Wednesday, October 20, 2010

This One Is For Joe Sobran

       Joe Sobran passed away last week at the age of 64.   I remember him from the days, back in the 80s, when Reagan was in the White House.  At that time I was a regular subscriber to National Review, and Joe was the editor of it.

       Somewhere in his writings he indicates that he was undergoing a slow but serious change in political philosophy -- he would eventually distance himself from the "established conservative" movement.  Politically, he grew to like and trust the libertarian Murray Rothbard; spiritually, I believe, he sought increasingly to be shaped by the moral philosophy of the Catholic faith.  Good, and very good.

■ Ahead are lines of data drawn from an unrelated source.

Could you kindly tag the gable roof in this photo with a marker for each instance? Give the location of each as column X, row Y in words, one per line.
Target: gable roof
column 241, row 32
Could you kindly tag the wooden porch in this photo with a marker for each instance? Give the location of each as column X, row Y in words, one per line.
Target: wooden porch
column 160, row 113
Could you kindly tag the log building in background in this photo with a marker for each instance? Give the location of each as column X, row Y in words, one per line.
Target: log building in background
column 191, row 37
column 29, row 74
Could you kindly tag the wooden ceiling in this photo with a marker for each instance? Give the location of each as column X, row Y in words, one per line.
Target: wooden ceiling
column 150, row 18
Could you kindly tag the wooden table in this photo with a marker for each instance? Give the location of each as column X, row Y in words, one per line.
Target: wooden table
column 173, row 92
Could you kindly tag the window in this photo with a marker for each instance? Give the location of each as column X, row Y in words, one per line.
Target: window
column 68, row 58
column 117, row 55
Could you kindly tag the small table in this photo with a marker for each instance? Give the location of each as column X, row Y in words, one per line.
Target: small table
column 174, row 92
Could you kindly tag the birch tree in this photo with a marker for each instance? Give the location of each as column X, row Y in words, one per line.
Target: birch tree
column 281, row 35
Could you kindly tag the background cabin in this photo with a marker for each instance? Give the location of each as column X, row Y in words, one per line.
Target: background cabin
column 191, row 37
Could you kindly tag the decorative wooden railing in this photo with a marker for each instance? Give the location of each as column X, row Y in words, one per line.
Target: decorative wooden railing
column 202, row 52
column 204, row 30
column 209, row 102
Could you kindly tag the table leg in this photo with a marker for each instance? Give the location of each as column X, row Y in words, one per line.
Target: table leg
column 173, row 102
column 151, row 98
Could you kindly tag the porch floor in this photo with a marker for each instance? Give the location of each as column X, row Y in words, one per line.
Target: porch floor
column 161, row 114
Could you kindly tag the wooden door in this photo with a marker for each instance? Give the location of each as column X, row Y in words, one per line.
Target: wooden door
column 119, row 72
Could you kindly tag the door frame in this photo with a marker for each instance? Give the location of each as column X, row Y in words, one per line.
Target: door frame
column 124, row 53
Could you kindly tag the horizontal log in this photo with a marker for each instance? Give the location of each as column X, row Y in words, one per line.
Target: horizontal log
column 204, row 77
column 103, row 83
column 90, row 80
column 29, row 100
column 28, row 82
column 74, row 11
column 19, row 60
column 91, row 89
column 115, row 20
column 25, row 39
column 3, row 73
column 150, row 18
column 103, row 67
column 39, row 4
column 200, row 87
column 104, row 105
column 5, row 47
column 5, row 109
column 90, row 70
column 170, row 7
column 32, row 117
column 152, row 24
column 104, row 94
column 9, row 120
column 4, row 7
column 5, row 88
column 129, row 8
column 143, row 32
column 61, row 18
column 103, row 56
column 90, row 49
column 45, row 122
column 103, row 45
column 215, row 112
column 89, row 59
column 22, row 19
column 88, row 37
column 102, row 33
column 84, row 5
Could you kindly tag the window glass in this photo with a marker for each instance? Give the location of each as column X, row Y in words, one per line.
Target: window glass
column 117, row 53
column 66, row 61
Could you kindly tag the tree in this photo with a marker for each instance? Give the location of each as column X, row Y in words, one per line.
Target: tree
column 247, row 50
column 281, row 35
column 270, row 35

       I, too, was changing:  as the conservative movement drifted from principled opposition to communist tyranny, and replaced its ideals with mere military-industrial opportunism, I began to see less to like, and more to be concerned about:  Gulf War I, for example.  It began, in the H. W. Bush administration, with the April Glaspie affair, and concluded with an unseemly military triumphalism.  "Conservatism" under Republican Establishment management was becoming associated with fiscal irresponsibility, deceit, policy reversals, treachery toward other nations, and dishonorable treatment of former enemies.  And lots of bullying war.

       A couple of years later, I read (in National Review) that William F. Buckley, the magazine's owner, had fired Joe Sobran, the magazine's long-time editor and featured writer.  I remember the infamous Buckley article, "In Search of Anti-Semitism," that accompanied Sobran's exit.  I was puzzled by the flap; I didn't know the gory details, and Buckley's prose came across to me as murky.  Soon after, for reasons I don't remember, I let my subscription to NR lapse.  Maybe I lost confidence;  maybe I just lost interest.

       The long and the short of it is that I lost contact with the very fine mind of Joe Sobran for about a decade;  I reconnected a few years ago.  Thank goodness.  Joe affects my political philosophy like Wendell Berry affects my natural philosophy.  Each one says to me, "This is what you can think; indeed, what you might already have thought, if you were a smarter, wiser, clearer thinker."  Like drinking water from springs, I cannot tell whether it is from last week's local rainfall, or groundwater that has been resting for thousands of years -- what matters is that it is clear and good.

       Well, Joe's gone now.  I saw a recent picture of him.  His serious ailments had devastated him, and I thought he looked terrible.

       No matter:  the Resurrection will take care of all that at the right time.  His spirit has moved to higher places, and we can still share some of his good mind.  I am glad for his part in the Great Conversation.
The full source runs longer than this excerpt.